As he arrived on the deck he saw a cigar shaped object. He thought quickly, ran back into their home and grabbing his brand new camcorder he scanned the sky for the object and began filming. Eventually when he lost sight of the object he went back inside and played the tape over and over. To his surprise and everyone else's .. what he saw completely shocked him.
Speculations are being made that the above video is nothing more than a common mylar balloon. However, examination of such balloons will reveal that they are nothing alike, save for being circular in shape.
Click here to see video of a typical commercial 'ufo' style advertising balloon in motion. One can see there's very little in common with what Mark captured swooping through the skies on August 11. (you'll find the video on this page on the far right column, #9 down from top, labeled 'The Ultimate Advertising Tool')
Well, your examples and graphics and logic are all admirable, but I still have to challenge you on this, Peter!
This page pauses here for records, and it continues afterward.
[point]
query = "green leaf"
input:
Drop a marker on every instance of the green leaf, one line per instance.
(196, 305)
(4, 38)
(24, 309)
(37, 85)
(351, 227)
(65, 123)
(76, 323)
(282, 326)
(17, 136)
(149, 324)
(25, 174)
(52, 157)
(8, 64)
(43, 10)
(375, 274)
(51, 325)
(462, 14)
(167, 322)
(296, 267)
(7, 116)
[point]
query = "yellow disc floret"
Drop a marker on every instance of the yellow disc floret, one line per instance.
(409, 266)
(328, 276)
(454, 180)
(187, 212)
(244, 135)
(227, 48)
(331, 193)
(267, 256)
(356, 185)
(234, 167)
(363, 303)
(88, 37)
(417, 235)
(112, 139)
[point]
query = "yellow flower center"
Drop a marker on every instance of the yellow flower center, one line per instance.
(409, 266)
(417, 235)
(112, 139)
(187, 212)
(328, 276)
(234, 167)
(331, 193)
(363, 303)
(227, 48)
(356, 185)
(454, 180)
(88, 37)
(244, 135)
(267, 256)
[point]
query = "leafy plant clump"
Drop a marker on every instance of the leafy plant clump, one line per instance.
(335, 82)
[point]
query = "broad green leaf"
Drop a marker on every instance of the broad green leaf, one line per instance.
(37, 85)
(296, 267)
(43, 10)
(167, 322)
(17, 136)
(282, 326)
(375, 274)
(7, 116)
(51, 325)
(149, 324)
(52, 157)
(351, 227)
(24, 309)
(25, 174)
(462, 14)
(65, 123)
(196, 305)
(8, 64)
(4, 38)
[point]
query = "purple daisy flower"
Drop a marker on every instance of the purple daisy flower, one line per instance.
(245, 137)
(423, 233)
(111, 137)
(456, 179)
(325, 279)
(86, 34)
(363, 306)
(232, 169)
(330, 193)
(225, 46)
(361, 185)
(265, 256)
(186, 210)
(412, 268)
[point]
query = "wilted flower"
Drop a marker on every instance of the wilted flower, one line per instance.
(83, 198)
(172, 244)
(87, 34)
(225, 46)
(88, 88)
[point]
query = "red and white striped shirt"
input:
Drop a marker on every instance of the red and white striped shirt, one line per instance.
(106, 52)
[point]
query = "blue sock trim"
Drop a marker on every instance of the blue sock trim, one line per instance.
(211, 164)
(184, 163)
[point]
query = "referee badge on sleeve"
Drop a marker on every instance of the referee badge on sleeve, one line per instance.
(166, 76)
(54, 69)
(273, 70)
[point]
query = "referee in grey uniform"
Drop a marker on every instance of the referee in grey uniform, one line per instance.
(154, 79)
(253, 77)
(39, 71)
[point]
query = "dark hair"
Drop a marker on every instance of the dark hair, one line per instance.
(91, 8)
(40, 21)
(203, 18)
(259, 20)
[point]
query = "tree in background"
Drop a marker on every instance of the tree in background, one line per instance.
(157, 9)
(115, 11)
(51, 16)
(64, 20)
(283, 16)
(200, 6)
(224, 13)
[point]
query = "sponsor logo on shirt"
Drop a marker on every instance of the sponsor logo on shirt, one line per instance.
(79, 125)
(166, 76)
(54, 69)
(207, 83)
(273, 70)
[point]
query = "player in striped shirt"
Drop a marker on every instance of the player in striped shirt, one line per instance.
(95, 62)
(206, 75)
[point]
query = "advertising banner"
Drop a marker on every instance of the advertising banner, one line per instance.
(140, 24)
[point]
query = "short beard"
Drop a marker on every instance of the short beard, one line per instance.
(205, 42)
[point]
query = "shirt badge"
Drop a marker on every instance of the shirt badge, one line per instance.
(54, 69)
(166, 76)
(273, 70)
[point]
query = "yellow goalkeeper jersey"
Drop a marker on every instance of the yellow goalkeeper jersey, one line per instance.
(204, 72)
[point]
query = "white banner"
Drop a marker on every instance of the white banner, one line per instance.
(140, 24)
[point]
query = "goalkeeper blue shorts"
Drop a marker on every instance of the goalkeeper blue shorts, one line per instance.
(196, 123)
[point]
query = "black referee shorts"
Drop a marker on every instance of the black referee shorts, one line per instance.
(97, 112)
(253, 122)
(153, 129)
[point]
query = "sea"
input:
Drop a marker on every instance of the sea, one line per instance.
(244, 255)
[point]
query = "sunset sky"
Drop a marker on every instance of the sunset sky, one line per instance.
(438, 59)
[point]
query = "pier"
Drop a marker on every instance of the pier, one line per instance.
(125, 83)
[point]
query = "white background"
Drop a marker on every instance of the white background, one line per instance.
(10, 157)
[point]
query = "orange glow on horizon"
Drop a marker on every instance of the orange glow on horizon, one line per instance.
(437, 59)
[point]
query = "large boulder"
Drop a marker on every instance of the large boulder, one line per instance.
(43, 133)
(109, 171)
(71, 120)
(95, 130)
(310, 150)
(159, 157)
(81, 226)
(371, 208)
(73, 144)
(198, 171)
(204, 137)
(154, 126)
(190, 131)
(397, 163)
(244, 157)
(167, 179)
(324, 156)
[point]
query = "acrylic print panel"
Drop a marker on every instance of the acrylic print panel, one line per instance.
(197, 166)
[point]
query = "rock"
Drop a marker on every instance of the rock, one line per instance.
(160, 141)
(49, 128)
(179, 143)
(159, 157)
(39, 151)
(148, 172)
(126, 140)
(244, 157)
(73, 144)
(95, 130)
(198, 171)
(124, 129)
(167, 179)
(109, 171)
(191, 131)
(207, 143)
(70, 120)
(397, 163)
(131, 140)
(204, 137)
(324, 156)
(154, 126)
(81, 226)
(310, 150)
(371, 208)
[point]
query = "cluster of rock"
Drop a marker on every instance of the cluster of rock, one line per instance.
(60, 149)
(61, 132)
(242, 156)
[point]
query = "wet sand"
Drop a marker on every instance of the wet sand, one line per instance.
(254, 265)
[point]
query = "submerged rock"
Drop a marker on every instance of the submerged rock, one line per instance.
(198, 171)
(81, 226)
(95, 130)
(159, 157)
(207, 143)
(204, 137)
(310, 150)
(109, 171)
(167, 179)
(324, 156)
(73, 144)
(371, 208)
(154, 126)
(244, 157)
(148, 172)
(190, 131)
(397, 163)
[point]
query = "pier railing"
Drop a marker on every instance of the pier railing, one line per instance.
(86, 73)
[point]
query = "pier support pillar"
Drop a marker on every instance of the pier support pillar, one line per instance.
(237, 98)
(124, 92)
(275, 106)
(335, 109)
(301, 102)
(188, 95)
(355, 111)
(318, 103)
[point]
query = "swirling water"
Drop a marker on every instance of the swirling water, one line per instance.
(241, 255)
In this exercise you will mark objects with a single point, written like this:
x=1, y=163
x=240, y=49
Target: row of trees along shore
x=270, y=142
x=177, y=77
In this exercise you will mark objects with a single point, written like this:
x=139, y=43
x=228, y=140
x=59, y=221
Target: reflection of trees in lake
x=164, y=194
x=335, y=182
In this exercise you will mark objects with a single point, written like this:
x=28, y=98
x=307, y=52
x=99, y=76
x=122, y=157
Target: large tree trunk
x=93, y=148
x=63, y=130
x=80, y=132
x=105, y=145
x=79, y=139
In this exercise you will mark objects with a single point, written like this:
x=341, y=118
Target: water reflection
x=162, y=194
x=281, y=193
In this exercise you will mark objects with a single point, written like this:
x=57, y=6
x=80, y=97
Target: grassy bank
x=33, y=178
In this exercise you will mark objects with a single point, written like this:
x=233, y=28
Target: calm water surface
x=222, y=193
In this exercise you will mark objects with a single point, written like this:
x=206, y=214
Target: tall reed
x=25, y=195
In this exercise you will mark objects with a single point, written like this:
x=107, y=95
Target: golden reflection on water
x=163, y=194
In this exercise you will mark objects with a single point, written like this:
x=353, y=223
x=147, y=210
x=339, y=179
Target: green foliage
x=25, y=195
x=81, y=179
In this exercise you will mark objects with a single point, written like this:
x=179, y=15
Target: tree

First, you've misunderstood one element of my graphic, which is the 'commercial' mylar balloon on the left (I gave a URL for an example of these, but I guess it was still a bit confusing)... they are rather large (anywhere from 4 feet to 12 feet in diameter) and have some kind of small fan/motor device as a gondola attached to the bottom, which is also part of the balast to keep it level. The "string" element would apply only to a mylar party balloon -- I wanted to clarify that.
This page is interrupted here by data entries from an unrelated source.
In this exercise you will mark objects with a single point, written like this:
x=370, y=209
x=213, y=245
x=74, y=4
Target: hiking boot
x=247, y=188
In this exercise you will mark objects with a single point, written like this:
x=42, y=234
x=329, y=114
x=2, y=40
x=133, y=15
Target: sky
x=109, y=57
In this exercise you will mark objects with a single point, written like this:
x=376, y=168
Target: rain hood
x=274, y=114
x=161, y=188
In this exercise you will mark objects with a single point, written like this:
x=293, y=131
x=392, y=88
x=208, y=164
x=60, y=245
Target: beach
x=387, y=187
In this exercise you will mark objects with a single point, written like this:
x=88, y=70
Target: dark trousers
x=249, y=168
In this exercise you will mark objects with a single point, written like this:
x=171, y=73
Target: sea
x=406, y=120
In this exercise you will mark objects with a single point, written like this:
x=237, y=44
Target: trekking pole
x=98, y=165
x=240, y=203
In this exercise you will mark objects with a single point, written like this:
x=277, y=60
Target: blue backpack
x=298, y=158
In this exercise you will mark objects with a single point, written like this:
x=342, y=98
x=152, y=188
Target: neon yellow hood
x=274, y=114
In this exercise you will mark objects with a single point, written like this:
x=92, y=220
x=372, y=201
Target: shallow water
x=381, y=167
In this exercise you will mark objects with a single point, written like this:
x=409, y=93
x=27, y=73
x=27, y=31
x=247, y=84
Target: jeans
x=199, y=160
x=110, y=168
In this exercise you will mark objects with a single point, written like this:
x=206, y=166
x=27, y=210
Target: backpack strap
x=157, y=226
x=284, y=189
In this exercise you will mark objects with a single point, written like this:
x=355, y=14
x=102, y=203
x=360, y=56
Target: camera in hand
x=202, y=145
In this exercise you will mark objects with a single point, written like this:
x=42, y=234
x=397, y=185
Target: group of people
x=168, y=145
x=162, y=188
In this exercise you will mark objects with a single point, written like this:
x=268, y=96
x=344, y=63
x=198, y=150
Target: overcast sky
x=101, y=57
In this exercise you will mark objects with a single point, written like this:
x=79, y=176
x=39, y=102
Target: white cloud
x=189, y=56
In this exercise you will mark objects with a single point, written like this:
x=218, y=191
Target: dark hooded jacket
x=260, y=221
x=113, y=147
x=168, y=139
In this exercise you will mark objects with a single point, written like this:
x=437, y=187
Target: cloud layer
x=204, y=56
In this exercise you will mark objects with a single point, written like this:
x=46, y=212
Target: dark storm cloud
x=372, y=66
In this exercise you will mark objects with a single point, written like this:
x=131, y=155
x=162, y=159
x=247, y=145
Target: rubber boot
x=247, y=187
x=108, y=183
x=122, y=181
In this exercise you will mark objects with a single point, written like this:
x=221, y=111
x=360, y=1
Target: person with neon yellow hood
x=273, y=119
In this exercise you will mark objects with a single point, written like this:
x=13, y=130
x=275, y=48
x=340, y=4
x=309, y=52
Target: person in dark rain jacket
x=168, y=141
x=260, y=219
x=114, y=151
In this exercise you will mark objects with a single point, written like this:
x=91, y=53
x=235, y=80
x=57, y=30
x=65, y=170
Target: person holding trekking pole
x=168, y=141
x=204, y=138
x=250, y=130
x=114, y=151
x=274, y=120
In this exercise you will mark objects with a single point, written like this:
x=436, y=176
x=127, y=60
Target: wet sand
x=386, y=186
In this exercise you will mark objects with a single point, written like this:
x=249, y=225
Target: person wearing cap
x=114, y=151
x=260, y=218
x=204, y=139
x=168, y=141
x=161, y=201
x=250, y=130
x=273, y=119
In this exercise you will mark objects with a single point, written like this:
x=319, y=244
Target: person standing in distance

I was not illustrating a "party" balloon. And therein lies the rub! The videotape we have received to date of such silver ships cannot be mylar 'party' balloons as they would need to be extremely large to appear as they do on the tapes; 20 feet or more. The typical party style mylar balloon is usually no larger than about 3 feet in diameter. I've seen dozens of detatched mylar party balloons floating in the sky, large and small. They don't resemble these videos in the slightest. The size difference is one aspect. Another is, an underinflated mylar party balloon -- much less a large commercial balloon -- is not going to have the kind of altitude these discs show on tape. These are clearly very large and too high up to be small party balloons, even when zoomed in. You are also at hand dismissing the eyewitness account. I see no reason to do that unless you know something we don't about this person and their claims. Also, I have yet to ever see a mylar party balloon maintain, even for a short distance, level, horizonal status. They always tip up on edge and usually stay that way, short of a few strong gusts that might make them tumble end over end. That's just plain ole' fashioned helium physics. Additionally, a mylar balloon so deflated would tend to bend and buckle on itself.
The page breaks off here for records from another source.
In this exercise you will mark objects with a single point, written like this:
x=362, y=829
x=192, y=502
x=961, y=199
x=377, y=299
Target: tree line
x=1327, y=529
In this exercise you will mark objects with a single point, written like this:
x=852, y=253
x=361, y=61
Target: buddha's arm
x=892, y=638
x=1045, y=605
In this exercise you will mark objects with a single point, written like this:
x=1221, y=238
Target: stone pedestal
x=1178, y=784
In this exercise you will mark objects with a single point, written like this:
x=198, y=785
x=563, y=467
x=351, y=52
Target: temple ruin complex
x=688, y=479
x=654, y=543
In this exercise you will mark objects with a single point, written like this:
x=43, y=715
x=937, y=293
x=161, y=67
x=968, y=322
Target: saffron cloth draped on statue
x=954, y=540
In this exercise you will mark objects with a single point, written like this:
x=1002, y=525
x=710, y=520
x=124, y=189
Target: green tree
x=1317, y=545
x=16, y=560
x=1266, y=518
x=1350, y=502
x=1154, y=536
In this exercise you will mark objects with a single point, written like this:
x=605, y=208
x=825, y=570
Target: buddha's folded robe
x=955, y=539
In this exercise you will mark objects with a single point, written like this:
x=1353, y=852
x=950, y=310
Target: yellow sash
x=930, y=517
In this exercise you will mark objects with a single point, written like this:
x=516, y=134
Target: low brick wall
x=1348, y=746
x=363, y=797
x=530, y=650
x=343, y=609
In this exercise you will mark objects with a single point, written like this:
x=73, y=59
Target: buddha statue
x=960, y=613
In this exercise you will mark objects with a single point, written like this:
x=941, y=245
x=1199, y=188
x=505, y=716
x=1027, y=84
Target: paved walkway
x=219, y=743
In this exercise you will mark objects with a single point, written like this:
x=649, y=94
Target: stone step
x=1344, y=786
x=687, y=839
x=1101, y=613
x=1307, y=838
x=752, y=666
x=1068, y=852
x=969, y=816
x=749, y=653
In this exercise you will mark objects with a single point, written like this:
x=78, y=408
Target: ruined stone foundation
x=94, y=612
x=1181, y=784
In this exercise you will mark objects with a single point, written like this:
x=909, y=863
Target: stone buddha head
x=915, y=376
What we're seeing in these videos are silver discs that are remaining horizontal, that turn and pitch and right themselves again. Release a few underinflated mylar party balloons and see what you get. They drift off turned on edge, just as they are designed to do (usually because there is a message printed on them) and even if carried aloft to a reasonable altitude (which usually won't happen), they will stay that way, looking like... well... an escaped mylar party balloon.